Publication form	Online - E
Language	eng - English
Country	CH - Switzerland
Keywords	melanoma ; familial melanoma ; hereditary cancer predisposition ; germline mutations ; panel sequencing ; ngs
Subject RIV	EB - Genetics ; Molecular Biology
OECD category	Oncology
R&D Projects	NV16-30954A GA MZd - Ministry of Health (MZ)
	NV19-03-00279 GA MZd - Ministry of Health (MZ)
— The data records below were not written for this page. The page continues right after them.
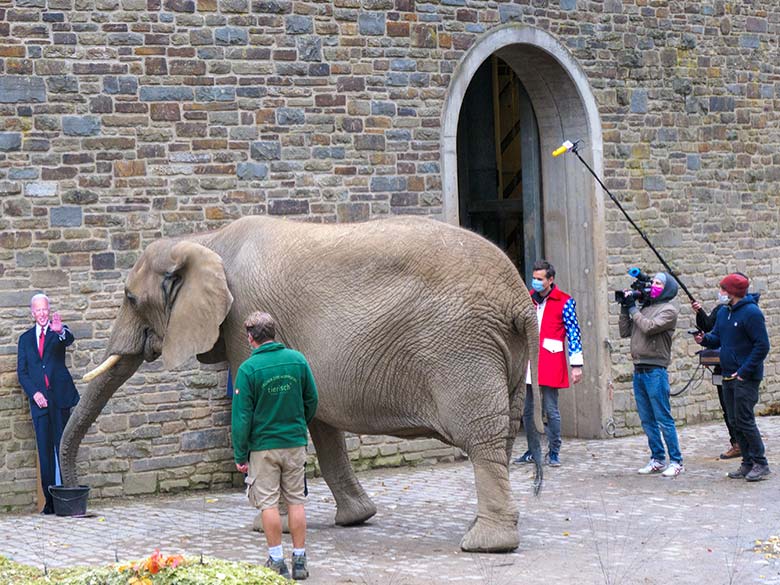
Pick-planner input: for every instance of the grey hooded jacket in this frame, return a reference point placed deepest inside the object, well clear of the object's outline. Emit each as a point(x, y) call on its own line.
point(651, 327)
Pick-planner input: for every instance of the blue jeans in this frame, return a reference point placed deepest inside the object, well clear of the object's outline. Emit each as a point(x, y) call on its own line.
point(651, 391)
point(550, 406)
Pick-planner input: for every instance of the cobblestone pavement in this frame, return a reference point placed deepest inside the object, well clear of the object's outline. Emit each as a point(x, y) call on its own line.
point(596, 522)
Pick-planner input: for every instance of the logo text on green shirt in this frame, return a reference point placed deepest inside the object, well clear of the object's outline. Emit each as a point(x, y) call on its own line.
point(279, 384)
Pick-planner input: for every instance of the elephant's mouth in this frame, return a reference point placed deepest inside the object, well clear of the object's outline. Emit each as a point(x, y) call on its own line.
point(152, 345)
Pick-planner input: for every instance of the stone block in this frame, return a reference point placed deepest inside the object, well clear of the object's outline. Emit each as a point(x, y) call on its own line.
point(231, 35)
point(129, 168)
point(199, 37)
point(353, 212)
point(369, 142)
point(215, 94)
point(288, 207)
point(26, 174)
point(344, 84)
point(298, 25)
point(179, 5)
point(66, 216)
point(309, 48)
point(10, 141)
point(80, 197)
point(22, 89)
point(59, 173)
point(124, 85)
point(424, 36)
point(290, 116)
point(125, 241)
point(40, 189)
point(249, 171)
point(383, 109)
point(166, 94)
point(103, 261)
point(371, 23)
point(204, 439)
point(165, 111)
point(234, 6)
point(80, 125)
point(639, 101)
point(387, 183)
point(654, 183)
point(749, 41)
point(101, 104)
point(15, 240)
point(722, 104)
point(352, 125)
point(266, 150)
point(187, 67)
point(328, 152)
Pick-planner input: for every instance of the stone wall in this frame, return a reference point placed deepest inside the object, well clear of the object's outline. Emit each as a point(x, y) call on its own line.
point(123, 121)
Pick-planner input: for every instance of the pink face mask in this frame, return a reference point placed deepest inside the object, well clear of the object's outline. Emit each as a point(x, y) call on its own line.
point(655, 291)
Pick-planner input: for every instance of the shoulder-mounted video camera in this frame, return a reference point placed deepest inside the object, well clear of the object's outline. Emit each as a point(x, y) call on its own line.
point(640, 288)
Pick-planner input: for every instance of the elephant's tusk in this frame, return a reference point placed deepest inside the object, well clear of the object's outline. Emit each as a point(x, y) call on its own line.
point(107, 364)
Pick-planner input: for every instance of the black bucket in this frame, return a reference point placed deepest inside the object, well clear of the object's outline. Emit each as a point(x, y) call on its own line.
point(69, 501)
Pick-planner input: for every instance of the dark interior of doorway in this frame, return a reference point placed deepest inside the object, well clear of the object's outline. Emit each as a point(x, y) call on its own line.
point(499, 172)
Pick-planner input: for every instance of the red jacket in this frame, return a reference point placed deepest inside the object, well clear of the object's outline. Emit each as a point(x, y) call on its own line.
point(553, 369)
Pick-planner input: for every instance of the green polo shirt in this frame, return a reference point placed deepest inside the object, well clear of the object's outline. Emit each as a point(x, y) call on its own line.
point(274, 398)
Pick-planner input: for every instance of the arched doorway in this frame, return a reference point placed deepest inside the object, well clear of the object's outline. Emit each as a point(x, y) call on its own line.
point(571, 233)
point(499, 173)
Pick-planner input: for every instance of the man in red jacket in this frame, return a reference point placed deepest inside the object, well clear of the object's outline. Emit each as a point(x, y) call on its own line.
point(557, 315)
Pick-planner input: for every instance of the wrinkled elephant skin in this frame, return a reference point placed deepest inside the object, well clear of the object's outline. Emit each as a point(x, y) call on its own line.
point(413, 328)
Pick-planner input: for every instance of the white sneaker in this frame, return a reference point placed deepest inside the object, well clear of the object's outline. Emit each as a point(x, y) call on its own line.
point(673, 470)
point(653, 466)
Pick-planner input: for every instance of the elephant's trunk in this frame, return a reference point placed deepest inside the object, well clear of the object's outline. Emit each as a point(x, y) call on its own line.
point(91, 404)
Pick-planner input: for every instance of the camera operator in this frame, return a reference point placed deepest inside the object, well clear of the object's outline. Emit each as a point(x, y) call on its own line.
point(740, 333)
point(650, 328)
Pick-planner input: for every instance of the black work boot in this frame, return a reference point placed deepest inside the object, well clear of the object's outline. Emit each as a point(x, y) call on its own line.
point(300, 569)
point(758, 472)
point(740, 473)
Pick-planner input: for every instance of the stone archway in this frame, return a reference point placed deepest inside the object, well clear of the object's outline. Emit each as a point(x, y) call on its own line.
point(573, 203)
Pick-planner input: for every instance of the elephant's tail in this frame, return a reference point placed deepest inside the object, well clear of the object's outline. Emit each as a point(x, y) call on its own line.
point(528, 325)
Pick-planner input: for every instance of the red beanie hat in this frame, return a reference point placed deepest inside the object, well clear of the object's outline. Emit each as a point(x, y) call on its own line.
point(735, 284)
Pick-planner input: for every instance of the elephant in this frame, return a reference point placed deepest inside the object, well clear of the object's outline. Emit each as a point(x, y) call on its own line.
point(413, 328)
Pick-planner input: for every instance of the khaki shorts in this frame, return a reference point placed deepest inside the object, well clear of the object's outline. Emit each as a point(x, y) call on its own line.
point(275, 472)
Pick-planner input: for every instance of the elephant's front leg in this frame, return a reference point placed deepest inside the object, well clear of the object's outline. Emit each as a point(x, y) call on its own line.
point(495, 528)
point(353, 505)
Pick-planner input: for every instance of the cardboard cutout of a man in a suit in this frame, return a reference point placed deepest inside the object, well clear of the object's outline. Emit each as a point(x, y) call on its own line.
point(47, 382)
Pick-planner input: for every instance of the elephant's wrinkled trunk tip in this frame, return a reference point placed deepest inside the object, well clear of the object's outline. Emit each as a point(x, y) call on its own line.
point(107, 364)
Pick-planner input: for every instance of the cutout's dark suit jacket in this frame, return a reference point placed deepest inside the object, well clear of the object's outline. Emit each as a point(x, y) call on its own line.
point(61, 395)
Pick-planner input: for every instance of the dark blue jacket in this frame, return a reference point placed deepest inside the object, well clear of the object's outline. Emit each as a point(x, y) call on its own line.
point(30, 369)
point(740, 333)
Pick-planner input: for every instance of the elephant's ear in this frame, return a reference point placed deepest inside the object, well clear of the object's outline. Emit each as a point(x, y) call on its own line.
point(200, 301)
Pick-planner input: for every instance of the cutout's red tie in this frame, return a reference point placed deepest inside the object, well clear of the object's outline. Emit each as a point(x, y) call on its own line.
point(41, 340)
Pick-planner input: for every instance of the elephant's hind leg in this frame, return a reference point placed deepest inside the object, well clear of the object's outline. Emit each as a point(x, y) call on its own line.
point(353, 505)
point(495, 528)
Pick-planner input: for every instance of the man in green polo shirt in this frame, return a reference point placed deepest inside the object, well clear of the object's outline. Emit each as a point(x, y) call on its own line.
point(274, 399)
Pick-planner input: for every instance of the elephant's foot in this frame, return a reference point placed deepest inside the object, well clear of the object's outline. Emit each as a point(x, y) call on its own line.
point(491, 536)
point(257, 523)
point(354, 511)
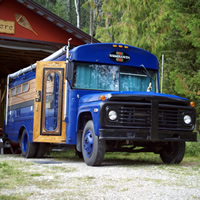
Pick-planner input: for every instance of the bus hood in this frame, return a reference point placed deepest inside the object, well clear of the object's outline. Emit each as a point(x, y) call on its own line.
point(135, 96)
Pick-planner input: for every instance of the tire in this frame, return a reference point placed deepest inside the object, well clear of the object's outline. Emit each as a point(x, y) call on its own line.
point(42, 148)
point(79, 154)
point(28, 148)
point(93, 149)
point(173, 152)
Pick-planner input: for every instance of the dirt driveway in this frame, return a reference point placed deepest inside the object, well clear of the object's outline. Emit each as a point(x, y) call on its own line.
point(116, 179)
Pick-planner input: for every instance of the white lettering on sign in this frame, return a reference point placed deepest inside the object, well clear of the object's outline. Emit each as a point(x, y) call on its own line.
point(7, 27)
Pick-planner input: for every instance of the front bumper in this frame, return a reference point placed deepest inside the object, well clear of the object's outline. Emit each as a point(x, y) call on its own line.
point(146, 135)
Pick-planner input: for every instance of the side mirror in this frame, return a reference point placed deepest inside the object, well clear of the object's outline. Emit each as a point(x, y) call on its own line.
point(69, 71)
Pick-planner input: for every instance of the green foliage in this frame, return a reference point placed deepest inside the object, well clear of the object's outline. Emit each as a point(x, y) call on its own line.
point(193, 149)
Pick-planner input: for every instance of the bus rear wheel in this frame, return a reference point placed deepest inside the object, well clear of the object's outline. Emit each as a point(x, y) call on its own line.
point(28, 148)
point(173, 152)
point(93, 149)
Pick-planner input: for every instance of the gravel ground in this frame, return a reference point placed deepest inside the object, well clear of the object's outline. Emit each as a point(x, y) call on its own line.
point(68, 179)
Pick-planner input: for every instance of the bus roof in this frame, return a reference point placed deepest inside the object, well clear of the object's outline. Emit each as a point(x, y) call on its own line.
point(112, 53)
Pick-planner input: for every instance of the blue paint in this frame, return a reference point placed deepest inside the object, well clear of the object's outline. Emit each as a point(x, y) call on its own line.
point(81, 101)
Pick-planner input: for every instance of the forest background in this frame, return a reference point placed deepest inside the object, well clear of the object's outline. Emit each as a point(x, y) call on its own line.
point(169, 27)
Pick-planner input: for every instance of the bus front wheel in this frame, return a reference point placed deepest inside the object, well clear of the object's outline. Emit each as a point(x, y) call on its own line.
point(93, 149)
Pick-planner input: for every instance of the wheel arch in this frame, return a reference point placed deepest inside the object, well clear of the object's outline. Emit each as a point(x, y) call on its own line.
point(83, 118)
point(21, 132)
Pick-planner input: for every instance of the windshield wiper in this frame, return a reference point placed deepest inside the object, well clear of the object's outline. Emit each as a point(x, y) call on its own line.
point(149, 88)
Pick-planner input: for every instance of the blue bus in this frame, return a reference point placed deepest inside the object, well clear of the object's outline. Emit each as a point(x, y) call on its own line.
point(98, 98)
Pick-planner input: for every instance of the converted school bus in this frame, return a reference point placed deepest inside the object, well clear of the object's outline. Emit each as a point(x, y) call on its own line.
point(103, 97)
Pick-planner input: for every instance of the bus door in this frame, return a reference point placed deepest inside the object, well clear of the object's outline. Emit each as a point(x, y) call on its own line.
point(49, 124)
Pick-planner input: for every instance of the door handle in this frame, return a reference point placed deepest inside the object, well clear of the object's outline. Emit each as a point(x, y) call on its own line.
point(38, 96)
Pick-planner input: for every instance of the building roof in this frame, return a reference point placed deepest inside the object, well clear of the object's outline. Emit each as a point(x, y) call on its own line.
point(24, 46)
point(61, 23)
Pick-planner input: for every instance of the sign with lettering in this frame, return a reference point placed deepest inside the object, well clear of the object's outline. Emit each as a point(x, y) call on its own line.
point(119, 56)
point(7, 27)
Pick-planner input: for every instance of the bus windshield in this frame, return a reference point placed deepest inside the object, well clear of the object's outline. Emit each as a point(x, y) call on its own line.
point(114, 78)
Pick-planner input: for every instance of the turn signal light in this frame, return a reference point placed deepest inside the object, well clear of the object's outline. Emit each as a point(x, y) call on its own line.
point(192, 104)
point(103, 97)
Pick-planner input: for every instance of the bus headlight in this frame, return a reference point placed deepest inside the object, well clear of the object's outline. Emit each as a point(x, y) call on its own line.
point(112, 115)
point(187, 119)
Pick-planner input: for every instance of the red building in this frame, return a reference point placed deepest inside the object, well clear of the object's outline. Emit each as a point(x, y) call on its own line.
point(28, 33)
Method of publishing	Open access
Institutional support	UMG-J - RVO:68378050
UT WOS	000584522600001
DOI	10.3390/biomedicines8100404
Annotation	Cutaneous melanoma is the deadliest skin malignity with a rising prevalence worldwide. Patients carrying germline mutations in melanoma-susceptibility genes face an increased risk of melanoma and other cancers. To assess the spectrum of germline variants, we analyzed 264 Czech melanoma patients indicated for testing due to early melanoma (at <25 years) or the presence of multiple primary melanoma/melanoma and other cancer in their personal and/or family history. All patients were analyzed by panel next-generation sequencing targeting 217 genes in four groups: high-to-moderate melanoma risk genes, low melanoma risk genes, cancer syndrome genes, and other genes with an uncertain melanoma risk. Population frequencies were assessed in 1479 population-matched controls. Selected POT1 and CHEK2 variants were characterized by functional assays. Mutations in clinically relevant genes were significantly more frequent in melanoma patients than in controls (31/264, 11.7% vs. 58/1479, 3.9%, p = 2.0 x 10(-6)). A total of 9 patients (3.4%) carried mutations in high-to-moderate melanoma risk genes (CDKN2A, POT1, ACD) and 22 (8.3%) patients in other cancer syndrome genes (NBN, BRCA1/2, CHEK2, ATM, WRN, RB1). Mutations in high-to-moderate melanoma risk genes (OR = 52.2, 95%CI 6.6-413.1, p = 3.2 x 10(-7)) and in other cancer syndrome genes (OR = 2.3, 95%CI 1.4-3.8, p = 0.003) were significantly associated with melanoma risk. We found an increased potential to carry these mutations (OR = 2.9, 95%CI 1.2-6.8) in patients with double primary melanoma, melanoma and other primary cancer, but not in patients with early age at onset. The analysis revealed affected genes in Czech melanoma patients and identified individuals who may benefit from genetic testing and future surveillance management of mutation carriers.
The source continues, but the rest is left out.